Nello specifico, in Italia nel 1992 sono stati introdotti degli strumenti ad hoc per le donne che vogliono mettersi in proprio. In particolare la Legge 215 del 1992, denominata “Azioni positive per l’imprenditoria femminile” stabilisce che le disposizioni sono dirette a:

  1. a) “a favorire la creazione e lo sviluppo dell’imprenditoria femminile, anche in forma cooperativa;
  2. b) promuovere la formazione imprenditoriale e qualificare la professionalità delle donne imprenditrici;
  3. c) agevolare l’accesso al credito per le imprese a conduzione o a prevalente partecipazione femminile;
  4. d) favorire la qualificazione imprenditoriale e la gestione delle imprese familiari da parte delle donne;
  5. e) promuovere la presenza delle imprese a conduzione o a prevalente partecipazione femminile nei comparti più innovativi dei diversi settori produttivi”.
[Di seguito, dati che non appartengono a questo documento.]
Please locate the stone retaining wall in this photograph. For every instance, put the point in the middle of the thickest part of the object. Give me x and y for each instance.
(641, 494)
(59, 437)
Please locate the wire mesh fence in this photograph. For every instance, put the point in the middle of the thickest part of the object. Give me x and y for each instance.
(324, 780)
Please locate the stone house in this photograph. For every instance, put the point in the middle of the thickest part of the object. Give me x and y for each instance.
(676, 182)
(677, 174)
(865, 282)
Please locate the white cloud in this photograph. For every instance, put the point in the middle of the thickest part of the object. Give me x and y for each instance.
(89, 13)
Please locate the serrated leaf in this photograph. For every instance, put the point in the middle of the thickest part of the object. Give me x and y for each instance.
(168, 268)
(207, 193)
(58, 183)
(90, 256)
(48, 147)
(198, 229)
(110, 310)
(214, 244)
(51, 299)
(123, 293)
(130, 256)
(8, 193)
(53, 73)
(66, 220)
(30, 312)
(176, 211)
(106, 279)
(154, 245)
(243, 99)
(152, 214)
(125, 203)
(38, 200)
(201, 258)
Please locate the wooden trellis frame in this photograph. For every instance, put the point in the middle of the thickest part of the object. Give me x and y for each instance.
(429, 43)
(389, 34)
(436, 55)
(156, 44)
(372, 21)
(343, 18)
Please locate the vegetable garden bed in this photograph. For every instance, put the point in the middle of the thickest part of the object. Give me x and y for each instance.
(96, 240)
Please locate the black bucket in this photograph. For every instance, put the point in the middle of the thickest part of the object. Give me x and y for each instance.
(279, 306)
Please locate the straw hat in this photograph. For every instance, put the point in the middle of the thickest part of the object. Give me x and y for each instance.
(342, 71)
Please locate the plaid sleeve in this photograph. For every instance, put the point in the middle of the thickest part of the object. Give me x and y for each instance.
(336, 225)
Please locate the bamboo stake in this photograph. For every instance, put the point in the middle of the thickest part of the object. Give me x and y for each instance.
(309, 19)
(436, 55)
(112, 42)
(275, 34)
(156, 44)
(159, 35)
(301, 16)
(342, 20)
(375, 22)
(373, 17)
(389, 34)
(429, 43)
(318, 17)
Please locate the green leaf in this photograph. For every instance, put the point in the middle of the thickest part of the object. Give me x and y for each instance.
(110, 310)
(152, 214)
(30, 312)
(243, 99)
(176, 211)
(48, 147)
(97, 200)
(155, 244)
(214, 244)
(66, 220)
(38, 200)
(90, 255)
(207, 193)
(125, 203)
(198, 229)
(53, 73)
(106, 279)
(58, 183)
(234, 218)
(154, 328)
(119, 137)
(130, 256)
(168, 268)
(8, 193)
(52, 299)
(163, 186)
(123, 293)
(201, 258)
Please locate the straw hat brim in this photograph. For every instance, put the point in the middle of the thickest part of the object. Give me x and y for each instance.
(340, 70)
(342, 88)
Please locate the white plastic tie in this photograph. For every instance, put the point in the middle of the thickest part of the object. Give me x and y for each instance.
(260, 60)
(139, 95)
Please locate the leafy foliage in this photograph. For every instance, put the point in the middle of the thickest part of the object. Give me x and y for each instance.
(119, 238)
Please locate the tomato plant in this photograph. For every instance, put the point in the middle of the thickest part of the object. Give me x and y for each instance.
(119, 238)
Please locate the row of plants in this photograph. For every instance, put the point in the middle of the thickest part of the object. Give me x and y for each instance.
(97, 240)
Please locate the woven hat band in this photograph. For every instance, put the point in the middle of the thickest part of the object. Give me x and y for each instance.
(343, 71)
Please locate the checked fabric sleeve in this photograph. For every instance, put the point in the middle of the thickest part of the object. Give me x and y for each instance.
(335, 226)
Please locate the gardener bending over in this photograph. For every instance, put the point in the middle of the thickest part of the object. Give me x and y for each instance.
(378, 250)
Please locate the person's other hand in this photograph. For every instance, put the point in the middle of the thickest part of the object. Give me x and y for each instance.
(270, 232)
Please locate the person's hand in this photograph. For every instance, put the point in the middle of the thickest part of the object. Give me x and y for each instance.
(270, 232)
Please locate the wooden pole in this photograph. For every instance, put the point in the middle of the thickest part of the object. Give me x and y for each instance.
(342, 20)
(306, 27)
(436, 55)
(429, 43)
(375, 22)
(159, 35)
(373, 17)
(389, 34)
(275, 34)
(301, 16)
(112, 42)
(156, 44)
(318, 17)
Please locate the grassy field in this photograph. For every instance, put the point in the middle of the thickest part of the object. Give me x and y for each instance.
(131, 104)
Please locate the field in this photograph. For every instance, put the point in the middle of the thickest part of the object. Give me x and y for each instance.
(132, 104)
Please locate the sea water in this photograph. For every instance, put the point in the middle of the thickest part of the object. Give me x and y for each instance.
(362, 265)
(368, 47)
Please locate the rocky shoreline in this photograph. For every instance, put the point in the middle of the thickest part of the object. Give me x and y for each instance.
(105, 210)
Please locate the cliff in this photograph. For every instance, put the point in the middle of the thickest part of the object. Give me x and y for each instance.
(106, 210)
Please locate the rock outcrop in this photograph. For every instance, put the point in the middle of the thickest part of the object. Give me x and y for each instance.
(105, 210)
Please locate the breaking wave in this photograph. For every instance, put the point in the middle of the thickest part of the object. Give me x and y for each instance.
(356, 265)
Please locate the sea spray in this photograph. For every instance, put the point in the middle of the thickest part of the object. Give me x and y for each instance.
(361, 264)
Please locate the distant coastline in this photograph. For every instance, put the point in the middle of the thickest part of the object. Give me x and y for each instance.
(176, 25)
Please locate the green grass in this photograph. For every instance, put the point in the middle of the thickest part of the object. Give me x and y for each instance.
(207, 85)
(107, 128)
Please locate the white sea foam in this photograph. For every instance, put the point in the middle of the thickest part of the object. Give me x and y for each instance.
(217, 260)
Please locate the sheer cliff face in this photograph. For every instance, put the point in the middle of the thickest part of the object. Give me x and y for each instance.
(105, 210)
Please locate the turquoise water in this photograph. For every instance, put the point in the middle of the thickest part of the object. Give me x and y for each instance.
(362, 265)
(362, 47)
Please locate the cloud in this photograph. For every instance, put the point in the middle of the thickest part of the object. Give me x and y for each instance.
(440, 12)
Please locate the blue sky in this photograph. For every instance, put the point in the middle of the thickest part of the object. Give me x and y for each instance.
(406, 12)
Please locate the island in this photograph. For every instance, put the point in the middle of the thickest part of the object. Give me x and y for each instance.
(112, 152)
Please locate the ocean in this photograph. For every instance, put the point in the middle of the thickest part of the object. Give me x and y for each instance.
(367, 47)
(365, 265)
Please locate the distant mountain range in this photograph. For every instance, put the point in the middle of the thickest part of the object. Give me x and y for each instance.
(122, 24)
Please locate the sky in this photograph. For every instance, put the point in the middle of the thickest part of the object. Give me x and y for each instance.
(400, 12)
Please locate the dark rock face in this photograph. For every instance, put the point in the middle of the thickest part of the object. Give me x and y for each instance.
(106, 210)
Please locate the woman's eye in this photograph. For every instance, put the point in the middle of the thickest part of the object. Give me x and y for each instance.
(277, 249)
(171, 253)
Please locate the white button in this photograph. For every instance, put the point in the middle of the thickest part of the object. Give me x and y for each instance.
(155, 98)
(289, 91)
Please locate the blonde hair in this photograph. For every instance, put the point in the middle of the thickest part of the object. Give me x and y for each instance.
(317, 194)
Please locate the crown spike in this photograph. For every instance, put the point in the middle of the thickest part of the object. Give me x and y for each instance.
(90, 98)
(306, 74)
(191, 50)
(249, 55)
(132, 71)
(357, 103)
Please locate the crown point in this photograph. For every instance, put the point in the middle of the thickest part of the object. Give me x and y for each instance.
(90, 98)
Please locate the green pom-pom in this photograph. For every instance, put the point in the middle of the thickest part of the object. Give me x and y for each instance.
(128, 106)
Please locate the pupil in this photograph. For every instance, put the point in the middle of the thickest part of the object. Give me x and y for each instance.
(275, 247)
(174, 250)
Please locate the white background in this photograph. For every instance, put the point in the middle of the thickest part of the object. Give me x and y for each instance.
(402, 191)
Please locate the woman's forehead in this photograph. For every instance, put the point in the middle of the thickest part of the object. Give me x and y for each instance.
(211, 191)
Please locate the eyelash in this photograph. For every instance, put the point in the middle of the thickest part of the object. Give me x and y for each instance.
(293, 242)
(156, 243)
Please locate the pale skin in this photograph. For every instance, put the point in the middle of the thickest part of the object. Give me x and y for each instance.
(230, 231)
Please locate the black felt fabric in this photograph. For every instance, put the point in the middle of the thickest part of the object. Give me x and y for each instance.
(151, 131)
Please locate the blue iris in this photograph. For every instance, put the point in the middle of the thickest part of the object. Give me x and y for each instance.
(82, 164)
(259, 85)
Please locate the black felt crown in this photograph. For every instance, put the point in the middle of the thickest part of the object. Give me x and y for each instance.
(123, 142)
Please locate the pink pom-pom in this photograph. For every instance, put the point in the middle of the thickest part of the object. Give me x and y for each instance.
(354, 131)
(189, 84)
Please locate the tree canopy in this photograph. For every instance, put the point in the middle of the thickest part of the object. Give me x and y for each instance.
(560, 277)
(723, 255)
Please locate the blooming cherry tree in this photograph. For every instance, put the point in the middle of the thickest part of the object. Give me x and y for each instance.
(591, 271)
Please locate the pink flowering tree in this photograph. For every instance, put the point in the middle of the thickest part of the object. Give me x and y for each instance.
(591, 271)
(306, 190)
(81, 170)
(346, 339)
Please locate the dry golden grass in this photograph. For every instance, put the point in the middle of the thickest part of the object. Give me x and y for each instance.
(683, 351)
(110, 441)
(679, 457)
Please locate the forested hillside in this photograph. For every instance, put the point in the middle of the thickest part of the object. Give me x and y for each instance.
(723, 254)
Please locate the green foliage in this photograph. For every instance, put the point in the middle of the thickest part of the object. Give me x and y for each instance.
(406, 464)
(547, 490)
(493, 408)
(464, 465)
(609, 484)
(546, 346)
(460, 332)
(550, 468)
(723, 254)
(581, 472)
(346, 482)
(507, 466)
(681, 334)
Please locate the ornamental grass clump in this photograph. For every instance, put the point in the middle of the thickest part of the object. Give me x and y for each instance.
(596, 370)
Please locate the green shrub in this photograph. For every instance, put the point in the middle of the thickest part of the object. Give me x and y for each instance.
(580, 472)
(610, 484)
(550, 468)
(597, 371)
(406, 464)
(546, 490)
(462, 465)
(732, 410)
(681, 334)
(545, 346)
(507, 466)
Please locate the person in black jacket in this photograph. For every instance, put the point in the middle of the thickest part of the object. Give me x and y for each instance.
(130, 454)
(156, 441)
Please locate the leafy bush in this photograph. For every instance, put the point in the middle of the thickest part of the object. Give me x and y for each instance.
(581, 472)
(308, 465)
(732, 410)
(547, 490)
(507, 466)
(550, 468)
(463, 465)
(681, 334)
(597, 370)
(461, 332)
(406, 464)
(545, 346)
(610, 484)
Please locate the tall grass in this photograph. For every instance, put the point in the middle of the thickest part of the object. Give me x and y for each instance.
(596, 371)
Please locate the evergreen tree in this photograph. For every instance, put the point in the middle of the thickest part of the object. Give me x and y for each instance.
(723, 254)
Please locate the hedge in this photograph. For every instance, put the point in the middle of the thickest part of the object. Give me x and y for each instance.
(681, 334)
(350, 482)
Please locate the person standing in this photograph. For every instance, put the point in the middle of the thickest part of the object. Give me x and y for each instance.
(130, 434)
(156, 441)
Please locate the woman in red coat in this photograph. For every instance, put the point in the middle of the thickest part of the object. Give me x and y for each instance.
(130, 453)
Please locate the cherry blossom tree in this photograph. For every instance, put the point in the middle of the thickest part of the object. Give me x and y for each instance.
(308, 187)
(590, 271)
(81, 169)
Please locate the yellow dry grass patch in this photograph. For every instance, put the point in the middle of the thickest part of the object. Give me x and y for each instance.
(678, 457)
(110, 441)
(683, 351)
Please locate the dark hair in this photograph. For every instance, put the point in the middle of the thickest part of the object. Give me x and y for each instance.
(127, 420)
Si ricorda che sussistono anche diverse iniziative a livello comunitario per il sostegno dell’imprenditorialità femminile, come i finanziamenti europei rientranti nella categoria FSE (Fondo Sociale Europeo). 

In tal caso si tratta di azioni mirate a combattere la disoccupazione, sviluppando le risorse umane e promuovendo l’integrazione sociale nel mercato del lavoro.

Ad oggi, guardando ai dati ISTAT più recenti, le imprese femminili in Italia rappresentano circa il 24% del totale delle imprese. Questo dato evidenzia l’importanza dell’imprenditoria femminile nel panorama economico italiano. Le donne imprenditrici stanno giocando un ruolo sempre più rilevante nel mercato del lavoro, promuovendo l’innovazione e la crescita economica.

Ostacoli all’imprenditoria femminile 

Andando ad analizzare cosa frena l’imprenditoria femminile si ravvisa che una delle prime barriere che incontra un’impresa femminile è la difficoltà di accesso al credito. Solo il 20% delle imprese a guida femminile fa infatti ricorso a finanziamenti. La più bassa propensione al rischio delle donne imprenditrici (qualità che favorisce la crescita sul lungo periodo di un’impresa) è penalizzata da un’inclinazione a non chiedere prestiti. Questo blocco è dovuto a un problema di “perdita delle speranze” direttamente legato a una minore propensione degli enti creditizi a concedere finanziamenti alle realtà economiche a guida femminile. Le richieste di imprenditrici che non vengono finanziate infatti, rappresentano il doppio di quelle degli imprenditori. Sul totale dei casi in cui vi è un ricorso al credito bancario l’8% delle richieste da parte di imprese femminili non viene accolta contro il 4% delle imprese maschili.

Importanza dell’ empowerment femminile 

L’empowerment femminile non è solo lo strumento principale per far emergere le risorse ancora latenti e il potenziale inespresso di donne e ragazze ma è anche uno dei fattori chiave per raggiungere gli obiettivi del PNRR e del Generation Ue.

Inoltre, la parità di genere rappresenta infatti la pietra angolare per la costruzione del benessere collettivo. I benefici che nascono dal sostenere azioni che promuovano il ruolo attivo delle donne, che sostengano la leadership femminile e che contrastino il gap salariale, si riflettono positivamente su tutti. Nessuno escluso.